Visually, these Veteran’s Day naturalization ceremonies pull on the strings of the highest American ideals. On top of the vision of patriotism, the thickening of the melting pot and the defense of freedom, this one has the eye-catching complement of a soldier — certainly pre-Hurt Locker — on the move in a display at Virginia’s National Museum of the Marine Corps.
Still, the nostalgia must be tempered … knowing how much America excels when it comes to promise.
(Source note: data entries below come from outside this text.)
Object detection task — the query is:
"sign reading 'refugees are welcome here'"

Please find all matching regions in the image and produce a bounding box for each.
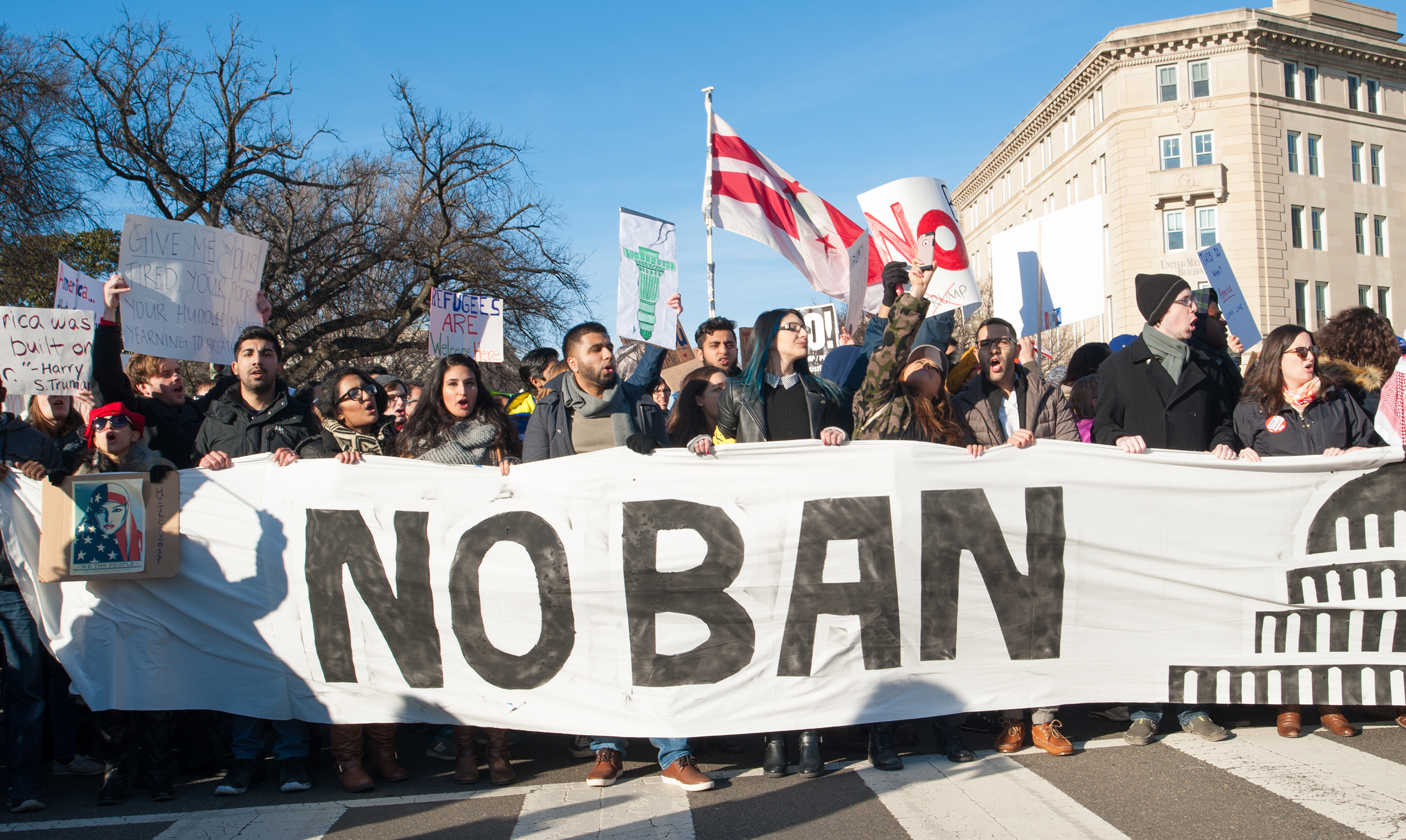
[118,214,269,364]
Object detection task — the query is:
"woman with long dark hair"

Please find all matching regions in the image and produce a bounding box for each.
[1235,324,1372,737]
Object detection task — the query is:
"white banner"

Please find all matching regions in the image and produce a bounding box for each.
[53,260,103,315]
[118,214,269,365]
[430,288,503,361]
[0,441,1406,737]
[0,306,97,395]
[616,206,679,350]
[859,178,981,317]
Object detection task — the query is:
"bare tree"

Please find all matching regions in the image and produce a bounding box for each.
[55,14,327,227]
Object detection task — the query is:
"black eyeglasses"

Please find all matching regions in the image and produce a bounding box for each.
[93,415,132,431]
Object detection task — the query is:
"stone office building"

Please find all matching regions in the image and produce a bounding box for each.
[953,0,1406,340]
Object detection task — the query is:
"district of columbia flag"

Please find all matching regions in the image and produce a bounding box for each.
[708,114,869,315]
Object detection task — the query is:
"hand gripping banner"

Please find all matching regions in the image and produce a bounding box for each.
[0,441,1406,737]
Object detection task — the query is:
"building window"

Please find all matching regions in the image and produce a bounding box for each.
[1162,136,1181,169]
[1162,211,1187,251]
[1191,131,1215,166]
[1157,65,1177,103]
[1197,206,1216,249]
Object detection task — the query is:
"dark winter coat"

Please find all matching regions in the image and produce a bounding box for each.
[523,371,671,463]
[1235,387,1375,455]
[196,380,322,461]
[1094,335,1240,452]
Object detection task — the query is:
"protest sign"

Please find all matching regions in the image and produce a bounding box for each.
[430,288,503,361]
[796,304,839,377]
[0,440,1406,737]
[53,260,103,315]
[616,206,679,350]
[0,306,97,395]
[859,178,981,316]
[118,214,269,364]
[1197,242,1263,350]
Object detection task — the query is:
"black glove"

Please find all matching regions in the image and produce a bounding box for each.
[624,431,660,455]
[883,262,908,306]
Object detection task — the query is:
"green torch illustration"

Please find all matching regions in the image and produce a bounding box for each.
[624,247,675,339]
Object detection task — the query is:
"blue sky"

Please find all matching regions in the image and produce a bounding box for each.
[8,0,1395,345]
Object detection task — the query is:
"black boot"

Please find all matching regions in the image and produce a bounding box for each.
[796,729,825,778]
[869,724,903,770]
[932,715,976,763]
[762,732,786,778]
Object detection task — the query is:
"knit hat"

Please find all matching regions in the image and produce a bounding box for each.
[1133,274,1191,324]
[87,403,146,447]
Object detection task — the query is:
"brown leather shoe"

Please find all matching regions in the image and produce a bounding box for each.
[1275,712,1303,737]
[366,724,411,781]
[327,724,376,794]
[1319,705,1357,737]
[995,718,1025,753]
[454,726,478,785]
[484,726,517,785]
[662,755,713,791]
[1030,721,1074,755]
[587,747,624,788]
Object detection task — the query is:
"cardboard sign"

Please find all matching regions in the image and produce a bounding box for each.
[40,471,180,583]
[430,289,503,361]
[1197,242,1264,350]
[0,306,97,395]
[118,214,269,365]
[859,178,981,316]
[53,260,103,315]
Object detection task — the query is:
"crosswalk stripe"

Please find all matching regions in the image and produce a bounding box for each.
[512,777,693,840]
[1163,729,1406,840]
[859,754,1128,840]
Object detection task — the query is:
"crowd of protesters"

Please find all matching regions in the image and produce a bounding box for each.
[0,262,1406,812]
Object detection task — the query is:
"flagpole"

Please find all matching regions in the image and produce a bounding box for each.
[703,86,717,317]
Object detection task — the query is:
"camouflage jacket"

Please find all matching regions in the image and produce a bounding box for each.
[855,292,928,441]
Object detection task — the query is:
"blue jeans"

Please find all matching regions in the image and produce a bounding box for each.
[590,735,693,769]
[1128,702,1210,726]
[0,589,43,803]
[229,715,308,761]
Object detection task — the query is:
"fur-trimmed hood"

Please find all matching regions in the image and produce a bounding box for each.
[1318,355,1389,393]
[73,441,176,475]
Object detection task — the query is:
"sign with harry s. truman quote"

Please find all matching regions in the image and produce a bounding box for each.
[118,214,269,364]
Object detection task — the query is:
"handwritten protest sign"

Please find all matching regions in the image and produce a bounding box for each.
[118,214,269,364]
[0,306,97,393]
[1197,242,1263,350]
[430,289,503,361]
[53,260,103,312]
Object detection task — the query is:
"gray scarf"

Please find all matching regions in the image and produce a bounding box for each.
[561,375,635,447]
[1143,324,1191,382]
[417,418,498,465]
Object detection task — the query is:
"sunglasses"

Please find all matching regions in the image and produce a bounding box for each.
[93,415,132,431]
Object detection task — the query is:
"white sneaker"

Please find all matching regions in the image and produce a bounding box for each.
[53,755,105,775]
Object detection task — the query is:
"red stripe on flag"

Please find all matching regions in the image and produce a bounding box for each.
[713,170,800,239]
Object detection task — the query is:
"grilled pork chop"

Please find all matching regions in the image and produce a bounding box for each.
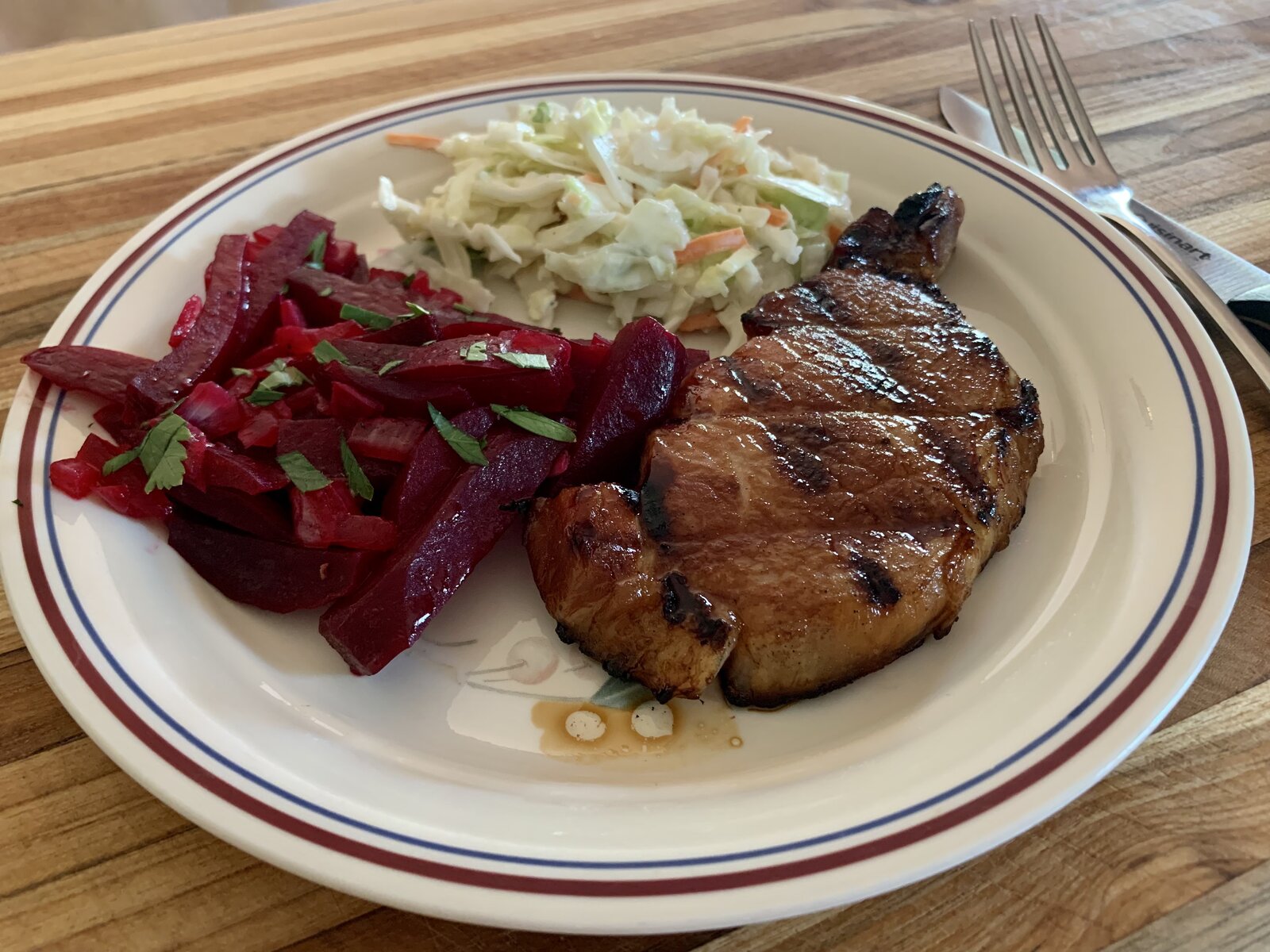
[527,186,1043,707]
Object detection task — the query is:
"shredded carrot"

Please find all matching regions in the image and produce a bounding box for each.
[758,202,790,228]
[383,132,441,148]
[675,228,745,264]
[675,311,722,334]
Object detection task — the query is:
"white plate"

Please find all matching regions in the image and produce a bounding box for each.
[0,76,1253,933]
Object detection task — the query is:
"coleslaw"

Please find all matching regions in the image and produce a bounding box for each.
[379,99,851,351]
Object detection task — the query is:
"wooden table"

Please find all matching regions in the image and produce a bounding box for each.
[0,0,1270,952]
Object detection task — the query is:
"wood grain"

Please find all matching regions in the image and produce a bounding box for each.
[0,0,1270,952]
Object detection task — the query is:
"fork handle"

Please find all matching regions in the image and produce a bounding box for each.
[1105,213,1270,390]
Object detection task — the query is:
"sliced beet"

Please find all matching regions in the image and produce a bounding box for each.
[203,443,291,495]
[321,235,370,277]
[319,429,560,674]
[366,268,406,288]
[75,433,171,519]
[240,211,335,353]
[556,317,684,487]
[277,420,344,480]
[318,360,476,416]
[278,297,309,328]
[290,480,357,548]
[350,419,428,463]
[383,406,498,532]
[273,321,364,357]
[93,482,171,519]
[329,383,383,423]
[237,400,291,447]
[21,344,154,404]
[318,330,573,416]
[167,514,375,612]
[167,486,291,542]
[182,432,207,489]
[167,294,203,347]
[335,516,398,552]
[353,459,402,497]
[568,334,614,413]
[287,268,410,325]
[127,235,246,420]
[48,459,102,499]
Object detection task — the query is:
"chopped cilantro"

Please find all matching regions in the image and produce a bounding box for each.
[489,404,578,443]
[428,404,489,466]
[339,433,375,503]
[339,305,394,330]
[314,340,348,363]
[306,231,326,269]
[278,451,330,493]
[246,357,313,406]
[137,414,193,493]
[494,351,551,370]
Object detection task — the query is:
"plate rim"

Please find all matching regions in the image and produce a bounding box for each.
[4,72,1253,929]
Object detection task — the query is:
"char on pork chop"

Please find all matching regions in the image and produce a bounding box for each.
[527,186,1043,707]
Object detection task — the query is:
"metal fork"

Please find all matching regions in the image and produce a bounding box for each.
[969,14,1270,387]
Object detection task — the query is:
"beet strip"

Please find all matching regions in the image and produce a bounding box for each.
[21,344,154,404]
[319,429,561,674]
[127,235,246,421]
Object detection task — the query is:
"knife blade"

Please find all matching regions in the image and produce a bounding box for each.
[940,86,1270,347]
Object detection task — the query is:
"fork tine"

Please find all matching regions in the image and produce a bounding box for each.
[1010,17,1072,167]
[1037,14,1111,165]
[991,17,1059,175]
[969,21,1027,165]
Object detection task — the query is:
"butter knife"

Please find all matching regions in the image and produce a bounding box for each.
[940,86,1270,349]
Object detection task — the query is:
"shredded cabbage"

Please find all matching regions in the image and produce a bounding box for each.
[379,99,851,349]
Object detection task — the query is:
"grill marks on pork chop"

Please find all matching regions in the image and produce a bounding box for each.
[527,189,1041,706]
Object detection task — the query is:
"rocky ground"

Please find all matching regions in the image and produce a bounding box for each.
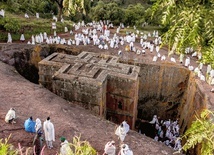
[0,26,211,155]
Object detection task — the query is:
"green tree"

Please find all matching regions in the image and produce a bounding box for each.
[153,0,214,68]
[182,110,214,155]
[125,3,145,26]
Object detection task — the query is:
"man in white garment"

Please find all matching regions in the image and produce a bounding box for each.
[7,33,12,43]
[43,117,55,149]
[60,137,73,155]
[115,121,129,142]
[118,144,133,155]
[5,108,16,124]
[103,141,116,155]
[20,33,25,42]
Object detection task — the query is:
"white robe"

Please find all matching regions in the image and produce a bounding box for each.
[60,140,72,155]
[7,33,12,43]
[115,121,129,142]
[43,120,55,141]
[104,142,116,155]
[20,34,25,41]
[35,118,42,133]
[115,125,126,142]
[118,144,133,155]
[5,108,16,123]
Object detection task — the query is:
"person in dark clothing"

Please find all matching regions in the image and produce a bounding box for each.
[33,132,44,155]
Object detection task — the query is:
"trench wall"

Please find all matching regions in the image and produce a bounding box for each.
[0,44,214,142]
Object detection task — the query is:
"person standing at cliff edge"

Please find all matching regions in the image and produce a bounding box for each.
[43,117,55,149]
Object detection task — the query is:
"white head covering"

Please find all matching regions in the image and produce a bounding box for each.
[35,118,42,132]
It’s a scene that’s moot, for example, in regard to immigration reform and all who simply aspire to a fair shake, not a hand in the air. In terms of the American proposition, the photo might also be seen in dialogue with Ferguson, citizenship tested daily just by walking down the street.
A more careful reading also means probing beyond the kumbayah of this second photo, the light casting a glow around a woman in a hijab, originally from Pakistan, above all the gauzy flags. Knowing it’s also the first Veteran’s Day since Obama reversed course and re-engaged the fight in Iraq, challenging nuance-averse Americans with a jigsaw puzzle of Middle Eastern fair weather friends and foes, I’m just mindful of the veneer.
(photos: Alex Wong/Getty Images caption: New citizens take the Oath of Allegiance during a naturalization ceremony November 10, 2014 at the National Museum of the Marine Corps in Triangle, Virginia. Service members, military veterans and civilians take part in 40 naturalization ceremonies across the country from November 7 – 14 to honor Veterans Day and become U.S. citizens. caption 2: Madiha Jamil (2nd L) of Ashburn, Virginia, who was originally from Pakistan, participates in a naturalization ceremony November 10, 2014 at the National Museum of the Marine Corps in Triangle, Virginia.)